As powerful as a single mage is or can be, they wont be the only member aboard any ship. Training someone to use a musket would be significantly cheaper both time-wise and monetarily to do in large groups.

Lore wise, wizards are unlikely to join, as they spend their time learning, sorcerers may be too unstable to have around, clerics and paladins are only going to be sailors if its within their god’s plan or their oath respectively. Rangers may join as hunters of the sea, druids may work with them to keep the local waters cared for. Warlocks are likely the best fit, as someone desperate enough to make a deal with a mysterious entity may fit amongst a pirate group.

Also, a group of pirates (or any sailors for that matter) may not be trusting of an individual who has the capacity to destroy their ship at any moment with a word and gesture.
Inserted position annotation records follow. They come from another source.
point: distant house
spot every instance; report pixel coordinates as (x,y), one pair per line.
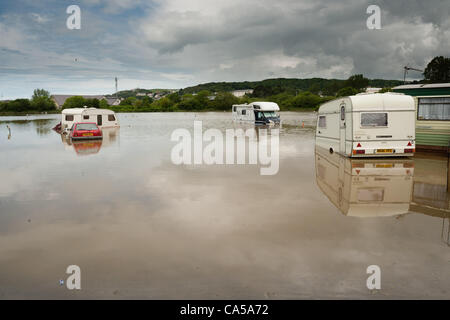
(59,99)
(241,93)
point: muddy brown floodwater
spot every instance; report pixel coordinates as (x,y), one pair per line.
(139,226)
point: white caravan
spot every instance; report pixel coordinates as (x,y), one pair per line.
(259,113)
(368,125)
(104,118)
(372,187)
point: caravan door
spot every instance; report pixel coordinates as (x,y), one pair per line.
(342,129)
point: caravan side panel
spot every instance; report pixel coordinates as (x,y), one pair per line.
(328,123)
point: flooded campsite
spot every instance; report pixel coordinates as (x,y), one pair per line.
(140,226)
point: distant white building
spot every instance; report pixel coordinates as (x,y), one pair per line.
(241,93)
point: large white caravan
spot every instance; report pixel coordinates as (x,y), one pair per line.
(103,117)
(367,125)
(259,113)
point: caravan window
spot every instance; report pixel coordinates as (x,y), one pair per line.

TLDR; most mages wont be sailing. Too expensive and (assumed by others to be) volatile.
 

There have been many times throughout history when a weapon or tactic was devastating until countermeasures were enacted and I think too often people look at the real world and assume no countermeasures would have been developed against magical attacks. The counters could be as simple as flame resistant sails that have HP so multiple or very powerful fireballs could still take them down to some reason they're completely immune to the tactic. A fireball should not instantaneously destroy sails, both from a fun point of view and a tactical countermeasure point of view.
 


If every ship has a level five mage fireball does become a problem.
Once again, I feel as though we're trying to make sense of a game that doesn't really make sense when you apply the rules to a living, breathing setting. But in the interest of playing along, in the real world, the owners of merchant vessels in the 17th and 18th centuries tried to cut down costs as much as possible by crewing their ships with the minimum number possible, so how much would it cost to crew the ship with one level 5 Wizard? I'm guessing it would be prohibitively expensive to put them on anything but the ships carrying the most expensive cargo. So it probably wouldn't be much of a problem.
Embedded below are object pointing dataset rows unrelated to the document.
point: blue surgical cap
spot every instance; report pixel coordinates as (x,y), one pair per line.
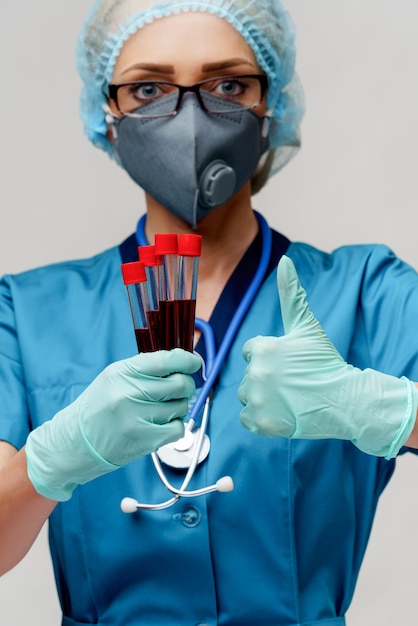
(265,26)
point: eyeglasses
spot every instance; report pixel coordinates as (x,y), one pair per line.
(215,95)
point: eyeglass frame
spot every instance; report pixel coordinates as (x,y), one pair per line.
(112,90)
But there are ways to get around that -- Longbows with a range 4 times the wizard, cannons with range 16 times the wizard
Various water control spells to put out the burning.
I think a cannon in D&D has something like a 2,000 foot range. But in the OP, gunpowder/cannons was supposed to be rare and expensive. Fireball has a range of 150 feet (I think), so you'd get to pound the hell out of the Wizard's ship before it got into fireball range.
 

- There might be international/cultual laws against using certain magic on vessels that is reinforced by sailing culture or by international pacts. Having it be a sailing culture thing will mean that captains themselves will reinforce it. They will not hire wizards who use fire lest other captains and sailors ostracize them or refuse to trade with them. Wizards who use fire have huge bounties laid on them that make them targets for pirates to collect. Pirates refuse to use them lest the wizard attract the ire of both pirates, merchants and naval ships Maybe using fire on a ship comes with a strong superstition. A ship that is known for using fire will find themselves on the receiving end.

- specialized glyphs of warding can be put on sails and various parts of the boat that automatically extinguish flames. Glyph of warding that casts mending on the hull would be useful. Expensive though.

- you can’t plunder a burning ship
 

One way to keep the idea of ship-based artillery while eschewing gunpowder is to have banks of heavy ballistae mounted on and between decks.
 

Introduce materials that are more resistant to fire, being put on fire? So the sails are more resistant to fireballs, but still can be shredded with grapeshot?